21En définitive, nous pouvons affirmer que l’œuvre de Gutiérrez Bueno reflète fidèlement la réalité personnelle de la biographe. Il s’agit du premier dictionnaire espagnol écrit par une femme, centré sur les femmes et dédié aux femmes. Elle s’est sans doute inspirée de précédents modèles français (Keralio et Briquet). En outre, elle consacre un tiers du dictionnaire à des personnalités féminines françaises. Son engagement idéologique est visible dans la plupart des notices et elle ne cite pas rigoureusement ses sources. Ainsi, elle projette ses critiques, positives ou négatives, à l’encontre des hommes et des femmes à partir d’un prisme moral catholique traditionnel de l’Espagne du XIXe siècle.

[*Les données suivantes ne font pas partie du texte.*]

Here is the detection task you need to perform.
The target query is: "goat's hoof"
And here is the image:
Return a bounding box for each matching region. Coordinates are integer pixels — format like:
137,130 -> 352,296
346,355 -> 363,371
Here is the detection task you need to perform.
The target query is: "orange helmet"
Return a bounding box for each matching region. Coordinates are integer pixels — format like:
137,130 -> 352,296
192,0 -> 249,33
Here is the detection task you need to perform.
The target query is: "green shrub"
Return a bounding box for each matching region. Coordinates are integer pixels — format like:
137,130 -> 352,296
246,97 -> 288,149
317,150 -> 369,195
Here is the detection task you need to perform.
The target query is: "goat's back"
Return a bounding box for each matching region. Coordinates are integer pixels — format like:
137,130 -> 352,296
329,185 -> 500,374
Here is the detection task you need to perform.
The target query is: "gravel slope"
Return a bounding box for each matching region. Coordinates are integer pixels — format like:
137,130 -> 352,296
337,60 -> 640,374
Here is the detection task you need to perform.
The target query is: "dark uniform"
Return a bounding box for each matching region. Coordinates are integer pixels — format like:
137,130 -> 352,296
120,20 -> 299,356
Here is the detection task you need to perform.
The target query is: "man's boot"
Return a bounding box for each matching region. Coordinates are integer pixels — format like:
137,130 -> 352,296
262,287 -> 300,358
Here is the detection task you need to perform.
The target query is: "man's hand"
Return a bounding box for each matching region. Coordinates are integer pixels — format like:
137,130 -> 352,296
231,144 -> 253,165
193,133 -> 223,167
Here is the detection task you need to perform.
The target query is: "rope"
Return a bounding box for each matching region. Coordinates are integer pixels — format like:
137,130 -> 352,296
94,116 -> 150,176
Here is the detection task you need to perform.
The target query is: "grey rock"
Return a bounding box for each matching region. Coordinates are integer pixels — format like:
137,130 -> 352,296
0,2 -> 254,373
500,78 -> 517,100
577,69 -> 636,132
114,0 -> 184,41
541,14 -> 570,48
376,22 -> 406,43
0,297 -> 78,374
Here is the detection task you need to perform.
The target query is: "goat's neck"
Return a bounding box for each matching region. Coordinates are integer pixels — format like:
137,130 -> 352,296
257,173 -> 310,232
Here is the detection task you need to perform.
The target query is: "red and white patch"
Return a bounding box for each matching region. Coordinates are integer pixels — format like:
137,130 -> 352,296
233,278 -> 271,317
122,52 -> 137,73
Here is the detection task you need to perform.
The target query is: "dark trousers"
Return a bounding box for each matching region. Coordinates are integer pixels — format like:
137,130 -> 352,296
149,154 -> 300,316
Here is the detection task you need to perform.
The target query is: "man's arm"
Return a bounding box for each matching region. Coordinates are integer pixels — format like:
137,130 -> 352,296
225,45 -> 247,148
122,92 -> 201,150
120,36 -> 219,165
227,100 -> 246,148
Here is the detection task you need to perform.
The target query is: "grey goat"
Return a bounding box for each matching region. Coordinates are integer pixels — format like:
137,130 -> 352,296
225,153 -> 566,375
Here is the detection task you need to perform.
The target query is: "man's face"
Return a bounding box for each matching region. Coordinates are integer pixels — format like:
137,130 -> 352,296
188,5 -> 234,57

22Une étude de la réception de son ouvrage en Espagne montre que la biographe était consciente de la mauvaise réaction que son Dictionnaire pouvait provoquer en raison de son sujet. En effet, ni l’éditeur ni la biographe n’exigent de rémunération financière préalable afin de s’assurer de la fidélité de l’abonnée. Ramón de Mesonero Romanos (1803-1882), écrivain espagnol et ami de la famille Gutiérrez, rédige une importante recension de son ouvrage dans laquelle il affirme la volonté de la biographe de rendre hommage aux femmes afin d’éduquer les femmes lectrices. L’intention de Gutiérrez Bueno était d’enseigner didactiquement le bien et le mal à travers la compilation d’expériences de femmes afin que les lectrices aient des exemples réels à suivre. Selon la biographe, il est préférable pour les lectrices d’apprendre des faits réels ; elle reproche au contraire aux romans de boudoirs de véhiculer de fausses vérités parmi les lectrices.

23Enfin, nous savons que son ouvrage a inspiré Vicente Diez Canseco, journaliste espagnol qui, neuf ans plus tard, en 1844, lance la publication de son Dictionnaire biographique universel de femmes célèbres [Diccionario biográfico universal de mujeres célebres]. Dans sa préface, il commence par critiquer sévèrement l’ouvrage de Gutiérrez Bueno au motif que son Dictionnaire est inachevé. Cependant, il la cite dans de nombreuses notices et s’appuie largement sur son travail. Diez Canseco regrette qu’il n’existe pas beaucoup de dictionnaires sur les femmes et affirme, en tant qu’homme, que ce manque d’information n’est pas volontaire : un argument que nous pourrions remettre en question lors d’une prochaine étude.